Billiam was always so gentle and kind. When he would talk to his imaginary friends they would always compliment me in some way. Billiam knew how to make me feel special. One of Billiams imaginary friends named Cork was particularly fond of my long blonde hair. Billiam would make me sit still for hours so Cork could “play” with my hair. I never said a word about how uncomfortable I was sitting for so long, and I never told Billiam that Cork wasn’t real. Billiam was fond of Cork the most, probably because Billiam loved to read and Cork was a book binder. Every month Cork would bind Billiam another book filled with blank pages, and Billiam would drag it around everywhere until it wore out. The relationship was so sweet and wonderful that I didn’t have the heart to tell him it wasn’t real. I never told Billiam that any of his friends were imaginary for that very same reason. He was just so close to them.
One day Billiam asked me if I wanted to go swimming in the creek with him and Cork.
“No Billiam,” I said as I leafed through some papers I had laid out on the desk, “I really need to find a job. If I’m lucky I’ll find one by next Friday. We are really tight on money this month.”
To this Billiam had no reply. Money made no sense to him, he couldn’t see how paper could be worth more or equal to the material things around him. He understood trading, he used to trade me things all the time. We would trade shoes, shirts, bicycles, etc. From Billiams point of view he could trade his shoe for my shoe because they both served the same purpose; he didn’t understand that my shoe cost more than his shoe and that my shoe served several more purposes than his shoe did. Regardless, I always traded with him and I knew I could always trade back later. Billiam was always careful with his traded items so I didn’t have to worry about the well being of whatever I traded with him.

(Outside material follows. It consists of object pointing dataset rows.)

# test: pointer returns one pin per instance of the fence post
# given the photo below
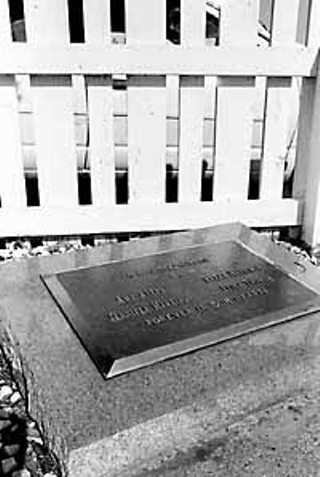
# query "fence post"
(306, 187)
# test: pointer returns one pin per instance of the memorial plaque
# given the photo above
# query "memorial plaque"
(133, 313)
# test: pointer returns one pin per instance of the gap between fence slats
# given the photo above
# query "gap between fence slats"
(55, 140)
(5, 30)
(102, 154)
(12, 186)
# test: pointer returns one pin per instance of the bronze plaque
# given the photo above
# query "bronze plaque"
(137, 312)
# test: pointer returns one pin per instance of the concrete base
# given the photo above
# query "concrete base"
(180, 417)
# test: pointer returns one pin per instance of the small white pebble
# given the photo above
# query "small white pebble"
(5, 391)
(16, 396)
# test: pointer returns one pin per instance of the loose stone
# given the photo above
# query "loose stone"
(8, 465)
(5, 392)
(11, 450)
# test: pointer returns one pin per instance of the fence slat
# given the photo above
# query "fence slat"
(233, 138)
(285, 22)
(238, 23)
(275, 138)
(191, 138)
(5, 29)
(102, 155)
(145, 22)
(146, 25)
(235, 98)
(193, 22)
(46, 21)
(12, 186)
(97, 22)
(146, 138)
(55, 140)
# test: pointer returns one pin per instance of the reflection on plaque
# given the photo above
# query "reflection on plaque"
(137, 312)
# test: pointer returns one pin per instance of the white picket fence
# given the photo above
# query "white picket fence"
(64, 79)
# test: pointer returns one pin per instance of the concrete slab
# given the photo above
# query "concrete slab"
(159, 420)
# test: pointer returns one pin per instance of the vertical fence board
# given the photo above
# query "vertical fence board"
(55, 140)
(235, 102)
(275, 139)
(46, 21)
(285, 22)
(314, 24)
(12, 186)
(97, 22)
(146, 24)
(146, 139)
(5, 28)
(191, 138)
(193, 22)
(238, 22)
(102, 155)
(306, 187)
(233, 138)
(191, 106)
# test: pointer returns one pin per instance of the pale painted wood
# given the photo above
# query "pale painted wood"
(235, 101)
(79, 220)
(304, 135)
(97, 25)
(210, 87)
(314, 23)
(12, 185)
(311, 211)
(275, 139)
(146, 139)
(145, 22)
(102, 154)
(285, 22)
(55, 140)
(84, 59)
(5, 27)
(79, 94)
(46, 22)
(191, 138)
(238, 23)
(193, 22)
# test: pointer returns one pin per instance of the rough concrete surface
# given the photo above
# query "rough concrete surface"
(248, 406)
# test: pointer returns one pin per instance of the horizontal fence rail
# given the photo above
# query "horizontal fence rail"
(183, 125)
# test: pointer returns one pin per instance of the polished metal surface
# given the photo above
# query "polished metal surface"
(136, 312)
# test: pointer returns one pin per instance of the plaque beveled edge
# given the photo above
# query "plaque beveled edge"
(69, 309)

After a few hours of rifling through papers and searching for a job I decided to take a break. Usually I go and find a book from Billiam's book collection to read when I go on breaks, but on that particular day I decided to organize the heap of papers that Billiam brought in from Fort Dewy. Some of the papers were old comic book pages but others were old diary entries. Once again I came across a small fragment of paper that seemed to call out my name. Just as the first paper had been, this one was old and wrinkled. The ink was smeared a bit with water. Worst of all, the words were beginning to crawl towards my eyes. It read:

“I feel small and blank with nothing but a low fog filling the spaces my brain used to take. I am alone and broken. I am nothing.”

Once again my mouth flew open as I grasped for something to support me. My legs gave out and I hit the floor sobbing. I knew that feeling Billiam had felt when he wrote that slip of paper. I suffer from depression and know the feeling of blankness and fog. I know what it feels like to believe you are nothing. I lay on the floor crying for almost thirty minutes until I heard foot steps not 2 feet behind me. I shot up straight, brushing the hair from my face and tossing the paper into the pile once more but I was too late. Billiam had caught me.

“What did you read?”

My head was pounding as I searched for an answer.
“What did you read Lindsay? Did you read my journal?

He was rubbing his fingertips like he did when he would get emotional.

“Only one little slip of it…. But I’m so sorry I know I promised I never would but I didn’t mean to. I was just trying to organize and this piece of paper caught my attention…. I read it before my mind caught up to me.”


Billiam stopped and looked at me for a long time; he seemed to be assessing me and my actions in his head. Finally he turned his head and said:

“What do you think Cork? Should I forgive this scoundrel for her heinous crime?”

Though I knew Cork was fictional I played along and looked pleadingly at Corks supposed direction.

“Well fine then Cork… I shall decide on my own. Lindsay, I forgive you… but only because you seemed to sympathize with whatever I wrote on that paper.”

My heart started dancing all over the place as I jumped up and hugged him. I was so thankful. After that day I never organized paper again.